Room to Breathe: An At-Home Meditation Retreat with Sharon Salzberg, by Sharon Salzberg
Sounds True, 978-1-62203-614-1, 2 CDs (10 tracks) and 36 pp. booklet, 2016
Meditation is easy, yet you can spend a lifetime getting comfortable with it. That’s why it’s called a practice. And there isn’t just one way to meditate, although that’s what you might have thought if you’re new to it. In Room to Breathe, Sharon Salzberg, a well-known Asian meditation teacher and co-founder of the Insight Meditation Society in Barre, Massachusetts, acquaints us with several meditation practices and philosophies. You don’t have to sit cross-legged on the floor with your fingers in mudra position; you can sit on a chair, stand, walk, lie down on the couch. She encourages all of it.
Room to Breathe is subtitled “an at-home meditation retreat,” and it feels like it as you move through the material, comprised of two CDs and a booklet containing eight chapters. Each chapter introduces a topic, then directs you to listen to one or two meditation practices corresponding to it. The chapters are entitled: “Calming the Mind,” “Trusting Yourself,” “Letting Go,” “Facing Challenges,” “Being Present,” “Opening the Heart,” “Knowing Yourself,” and “Being with the World.” The connected meditations illustrate these concepts and teach how to work with each of them.
For instance, “Calming the Mind” teaches three basic methods of working with the breath: feeling the breath, breath and not-breath, and counting the breath. The latter was my favourite meditation. Counting while breathing allowed me to fall into a deepened state of meditation with the least distraction. Later on, “Opening the Heart” and its associated meditations introduce the practice of “lovingkindness,” in which the meditator focuses on specific phrases meant to engender compassion for oneself, others, and the entirety of creation.
In each track, Salzberg teaches the practice and the concepts in a clear, soft, easy-going voice. These are not guided meditations; you are not directed to any astral planes or to fields of wildflowers. Salzberg explains what you may experience physically, emotionally, and mentally during the meditation; possible ways you may react to what you experience (and all reactions are valid); and suggestions for deepening the practice when you feel ready. There is absolutely no pressure to sit a certain way, feel a certain thing, or to not scratch an itch when one arises (all things I’ve heard from meditation teachers that did not sit well with me).
“As my practice evolved,” Salzberg writes, “I learned that the conditions required for concentration to develop were far from the kind of tormented struggle I had imagined. As I came to realize, straining to keep the mind on an object does not create the atmosphere in which calm most readily arises. When the mind is at ease, serene, and happy, on the other hand, we can more easily and naturally concentrate.”1
I felt, as I moved through this retreat, that I was being introduced to a calmer, less stressful way to meditate than I had encountered previously. The tracks are between 5 and 20 minutes long (the longest being the walking meditation); yet, I felt no pressure to endure for the entire time. What I felt was a great allowing; if I could not finish the whole track, I developed a sense of self-forgiveness and compassion for myself, knowing I could come back to the practice when I felt ready, and try again.

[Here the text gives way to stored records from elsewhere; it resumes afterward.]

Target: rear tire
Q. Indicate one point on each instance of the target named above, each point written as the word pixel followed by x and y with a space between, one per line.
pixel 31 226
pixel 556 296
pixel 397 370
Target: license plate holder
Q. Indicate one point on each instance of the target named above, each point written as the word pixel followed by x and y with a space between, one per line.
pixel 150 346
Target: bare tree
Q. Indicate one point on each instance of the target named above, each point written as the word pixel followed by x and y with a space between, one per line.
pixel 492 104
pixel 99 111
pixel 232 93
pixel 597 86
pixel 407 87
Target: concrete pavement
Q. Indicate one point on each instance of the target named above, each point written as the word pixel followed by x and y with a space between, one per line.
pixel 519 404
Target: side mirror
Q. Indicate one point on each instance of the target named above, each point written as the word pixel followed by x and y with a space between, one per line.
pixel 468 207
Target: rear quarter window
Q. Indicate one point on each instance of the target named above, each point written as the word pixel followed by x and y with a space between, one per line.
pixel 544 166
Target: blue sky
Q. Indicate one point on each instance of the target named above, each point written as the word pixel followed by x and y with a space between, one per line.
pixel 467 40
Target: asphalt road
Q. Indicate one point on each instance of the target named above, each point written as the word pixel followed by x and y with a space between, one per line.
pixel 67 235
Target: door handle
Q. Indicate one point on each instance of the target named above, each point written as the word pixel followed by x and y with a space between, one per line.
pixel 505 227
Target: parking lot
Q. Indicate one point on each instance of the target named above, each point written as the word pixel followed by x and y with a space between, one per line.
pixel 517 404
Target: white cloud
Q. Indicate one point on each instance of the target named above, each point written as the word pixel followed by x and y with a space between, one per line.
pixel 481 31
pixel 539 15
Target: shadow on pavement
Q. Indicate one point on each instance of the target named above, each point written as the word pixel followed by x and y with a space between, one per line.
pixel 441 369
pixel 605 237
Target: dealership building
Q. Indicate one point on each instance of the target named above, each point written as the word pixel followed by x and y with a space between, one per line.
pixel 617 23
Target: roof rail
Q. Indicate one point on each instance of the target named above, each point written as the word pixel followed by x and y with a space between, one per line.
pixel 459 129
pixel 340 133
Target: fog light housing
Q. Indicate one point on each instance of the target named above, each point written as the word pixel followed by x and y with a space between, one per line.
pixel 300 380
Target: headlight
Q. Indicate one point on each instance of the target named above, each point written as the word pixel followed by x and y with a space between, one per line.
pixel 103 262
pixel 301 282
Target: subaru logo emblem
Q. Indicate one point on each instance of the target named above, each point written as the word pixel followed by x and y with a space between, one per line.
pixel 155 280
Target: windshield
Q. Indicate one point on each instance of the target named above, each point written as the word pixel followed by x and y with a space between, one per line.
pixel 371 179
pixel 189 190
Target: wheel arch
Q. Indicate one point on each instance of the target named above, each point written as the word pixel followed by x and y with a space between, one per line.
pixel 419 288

That is the theme I found running through the retreat: the theme of returning to the breath, to the counting, to the awareness of the practice, to bringing my attention back to the present moment, to becoming fully aware. Salzberg points out that every experience has a “feeling tone” for us: pleasant, painful, or neutral.
Through meditation we learn to more fully enjoy pleasant experiences…we learn how to open to painful experiences with a more compassionate heart…and we learn to connect more completely to neutral experiences, so that we are not relying on intense pleasure or pain in order to feel alive.2
Room to Breathe is easy to listen to, simple to learn from, yet you can come back and begin again, over and over, and hear something that deepens your awareness each time. Meditation, however you do it, is a rich practice.